Homens contabilizaram em 51,8% dos pacientes, enquanto mulheres, 48,2%. A faixa etária e raça/cor com a maior proporção de usuários foi de, respectivamente, 60 a 69 anos (36,9%) e branca (44,8%). Duas importantes informações são que a maioria dos pacientes (56%) não mora no mesmo município em que realizou os procedimentos e que 79,7% dos pacientes tiveram que esperar um tempo superior a 60 dias para iniciar seu tratamento após seu diagnóstico.

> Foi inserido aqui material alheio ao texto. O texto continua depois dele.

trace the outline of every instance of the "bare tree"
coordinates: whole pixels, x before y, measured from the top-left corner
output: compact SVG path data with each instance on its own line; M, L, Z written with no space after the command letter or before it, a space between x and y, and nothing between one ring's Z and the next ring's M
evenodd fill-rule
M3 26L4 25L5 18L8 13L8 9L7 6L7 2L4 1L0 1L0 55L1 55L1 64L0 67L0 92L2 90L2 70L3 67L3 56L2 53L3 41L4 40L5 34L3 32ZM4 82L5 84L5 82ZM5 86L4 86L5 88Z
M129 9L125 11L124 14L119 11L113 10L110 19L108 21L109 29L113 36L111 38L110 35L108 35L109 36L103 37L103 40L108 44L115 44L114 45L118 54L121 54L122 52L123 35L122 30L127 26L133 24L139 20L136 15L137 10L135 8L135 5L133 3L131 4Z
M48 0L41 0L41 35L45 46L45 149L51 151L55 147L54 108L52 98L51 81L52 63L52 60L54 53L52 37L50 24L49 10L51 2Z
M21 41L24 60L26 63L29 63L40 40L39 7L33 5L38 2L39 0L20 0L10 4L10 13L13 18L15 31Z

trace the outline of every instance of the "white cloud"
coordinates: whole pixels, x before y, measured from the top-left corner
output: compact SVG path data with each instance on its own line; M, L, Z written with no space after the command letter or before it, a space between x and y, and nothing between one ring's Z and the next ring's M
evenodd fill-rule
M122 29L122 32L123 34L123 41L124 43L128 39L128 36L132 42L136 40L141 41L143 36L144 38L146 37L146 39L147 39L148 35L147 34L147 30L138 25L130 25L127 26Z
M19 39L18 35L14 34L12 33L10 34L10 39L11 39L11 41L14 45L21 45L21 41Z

O estado com maior número de procedimentos foi São Paulo (79.954), seguido por Minas Gerais (43.385) e Paraná (21.980).
3. SIH
Foram contabilizados 35.227 procedimentos entre 35.164 internações, onde o mais prevalente foi o Tratamento clínico do paciente oncológico. O estabelecimento com maior número de pacientes foi o Instituto do Câncer de São Paulo, com 1.188 internações.
O ano com maior número de internações na série histórica foi 2022, com 7.841, e o menor foi 2020, com 6.554 internações. O maior custo total para procedimentos foi 2022, com mais de 34 milhões de reais em gastos de internação para o Mieloma Múltiplo. Já o custo médio de internação totalizou em R$ 4.036,00, com média de internação de 9 dias.
Mais uma vez, homens foram a maioria dos internados (52,3%). A faixa etária e raça/cor com a maior proporção de internação foi de 60 a 69 anos (36,7%) e branca (41,7%), respectivamente. Mais de 53% dos pacientes que internaram o fizeram numa cidade diferente que residem. O estado com maior número de internações foi São Paulo (9.787), seguido por Minas Gerais (5.517) e Paraná (2.679). Das 35.164 internações, 4.409 pacientes foram a óbito.
Conclusão
Pode-se observar que, apesar de ser uma condição de saúde rara, o mieloma múltiplo apresenta consideráveis níveis de produção ambulatorial e hospitalar, sendo necessário aos seus pacientes passarem por diversos procedimentos ao longo de seus tratamentos.
Referências
1. Brasil. Ministério da Saúde. Conitec. Diretrizes Diagnósticas e Terapêuticas do Mieloma Múltiplo. 2022;1–136.
2. Melo N. Epidemiologia do Mieloma Múltiplo e distúrbios relacionados no Brasil [Internet]. Observatório de Oncologia. 2019. p. 1–6. Available from: https://observatoriodeoncologia.com.br/epidemiologia-do-mieloma-multiplo-e-disturbios-relacionados-no-brasil/
3. Abello V, Mantilla WA, Idrobo H, Sossa CL, Salazar LA, Pena A, et al. Real-World Evidence of Epidemiology and Clinical Outcomes in Multiple Myeloma, Findings from the Registry of Hemato-Oncologic Malignancies in Colombia, Observational Study. Clin Lymphoma, Myeloma Leuk [Internet]. 2022;22(6):e405–13. Available from: https://doi.org/10.1016/j.clml.2021.12.009
4. Organização das Nações Unidas (ONU). World Health Organization: Classification of Tumours of the Haematopoietic and Lymphoid Tissues. 2017. 986–988 p.